Went to a play a few nights ago called In Absentia. It's set in winter in a lakeside cottage owned by Colette and her husband Tom. A young man shows up and Colette lets him in and he brings the story along. You find out that Tom has been abducted while working in South America and ransom negotiations abruptly stopped over a year ago and Colette's waiting, hoping, frozen, lost.

She talks to Tom every day and voices the guilt of her failings as a partner and a human being and examines their relationship while her pragmatic sister who is staying with her chimes in with advice about what she should be thinking and feeling. There is a lot going on and and so many of the ideas are wonderful and true and provoking, although I found much of them too explained thoughout the dialog.

Colette couldn't wait for her husband to leave on his final trip and was planning on trying to have an affair with their neighbour, Bill. That changed when Tom was kidnapped. Her feelings are suddenly gone for Bill, and Colette wonders if she only truly loved Tom after he was no longer there.

I know, I know, absence, fonder hearts, blah blah, but is it possible that we really only love people in moments of their absence? When they are with you they are there and you enjoy them, or not as the case may be, and don't realise the space they fill in your heart until that space is empty? And when they return they light up everything as that familiarity and warmth fills in that space again? Do we only need those feelings when we are alone, in moments of uncertainty and doubt, or do we relish that feeling of loving from afar and delight at the anticipation of wanting? Are there simply people who take these things for granted and others who are in love with the idea of longing? And when you realise that the person may never come back, will never come back, the lengths that you will go to to keep that space filled to the point where you pretend that person is still there.
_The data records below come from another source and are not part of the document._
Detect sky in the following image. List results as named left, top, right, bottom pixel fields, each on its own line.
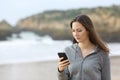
left=0, top=0, right=119, bottom=26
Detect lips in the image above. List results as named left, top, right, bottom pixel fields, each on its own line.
left=75, top=37, right=80, bottom=40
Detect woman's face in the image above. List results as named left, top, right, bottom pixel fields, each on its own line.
left=72, top=21, right=89, bottom=43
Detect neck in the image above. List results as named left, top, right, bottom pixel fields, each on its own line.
left=78, top=40, right=94, bottom=50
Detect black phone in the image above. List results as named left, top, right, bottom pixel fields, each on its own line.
left=58, top=52, right=68, bottom=61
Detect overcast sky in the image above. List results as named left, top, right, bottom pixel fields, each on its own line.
left=0, top=0, right=119, bottom=26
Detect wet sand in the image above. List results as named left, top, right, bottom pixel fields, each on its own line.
left=0, top=56, right=119, bottom=80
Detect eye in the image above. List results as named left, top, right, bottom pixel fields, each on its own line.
left=72, top=29, right=75, bottom=32
left=77, top=29, right=82, bottom=32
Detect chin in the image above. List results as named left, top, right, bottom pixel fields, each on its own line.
left=75, top=39, right=83, bottom=43
left=76, top=40, right=81, bottom=43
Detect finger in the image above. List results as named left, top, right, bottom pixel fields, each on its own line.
left=58, top=57, right=63, bottom=62
left=61, top=61, right=70, bottom=67
left=60, top=59, right=69, bottom=64
left=59, top=60, right=70, bottom=65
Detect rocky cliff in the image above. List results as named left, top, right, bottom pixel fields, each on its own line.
left=16, top=5, right=120, bottom=31
left=0, top=20, right=13, bottom=40
left=15, top=5, right=120, bottom=42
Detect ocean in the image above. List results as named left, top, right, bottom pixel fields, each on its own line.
left=0, top=31, right=120, bottom=64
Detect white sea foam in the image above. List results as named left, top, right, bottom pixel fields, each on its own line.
left=0, top=31, right=119, bottom=64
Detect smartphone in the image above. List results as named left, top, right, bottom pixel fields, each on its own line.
left=58, top=52, right=68, bottom=61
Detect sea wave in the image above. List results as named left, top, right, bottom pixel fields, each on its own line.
left=0, top=31, right=119, bottom=64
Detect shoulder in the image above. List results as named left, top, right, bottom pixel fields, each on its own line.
left=64, top=43, right=77, bottom=51
left=64, top=43, right=77, bottom=56
left=97, top=47, right=109, bottom=58
left=64, top=43, right=77, bottom=61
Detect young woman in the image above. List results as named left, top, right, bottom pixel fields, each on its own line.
left=58, top=15, right=111, bottom=80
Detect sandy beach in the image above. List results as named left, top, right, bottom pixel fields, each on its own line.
left=0, top=56, right=119, bottom=80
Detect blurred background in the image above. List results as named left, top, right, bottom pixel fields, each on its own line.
left=0, top=0, right=120, bottom=80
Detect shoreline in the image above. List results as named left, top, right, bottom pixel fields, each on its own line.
left=0, top=55, right=120, bottom=65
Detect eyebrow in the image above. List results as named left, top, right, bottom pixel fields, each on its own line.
left=72, top=28, right=83, bottom=30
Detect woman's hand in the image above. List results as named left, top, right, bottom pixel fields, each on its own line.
left=58, top=57, right=70, bottom=72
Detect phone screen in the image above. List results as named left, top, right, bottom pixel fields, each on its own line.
left=58, top=52, right=68, bottom=61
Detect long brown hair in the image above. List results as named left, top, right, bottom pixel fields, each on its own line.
left=70, top=15, right=109, bottom=53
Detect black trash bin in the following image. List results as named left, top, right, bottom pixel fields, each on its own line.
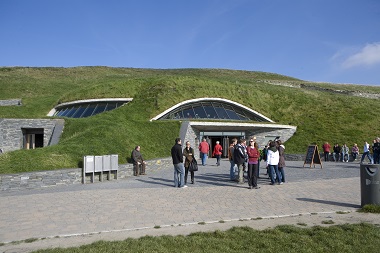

I try to take in moments and to enjoy them as they happen and not take them for granted, sweet moments with my kids, the smile of a friend, the softest, brief kiss on the back of my neck that means everything. But often I only really stop and think about the ones I love when I am alone, and replay those memories and remember how they made me feel. But if love is mostly constructed within your memories, you can alter the perceptions any way that you like. So why does it suddenly appear and disappear and why is it impossible to let go of?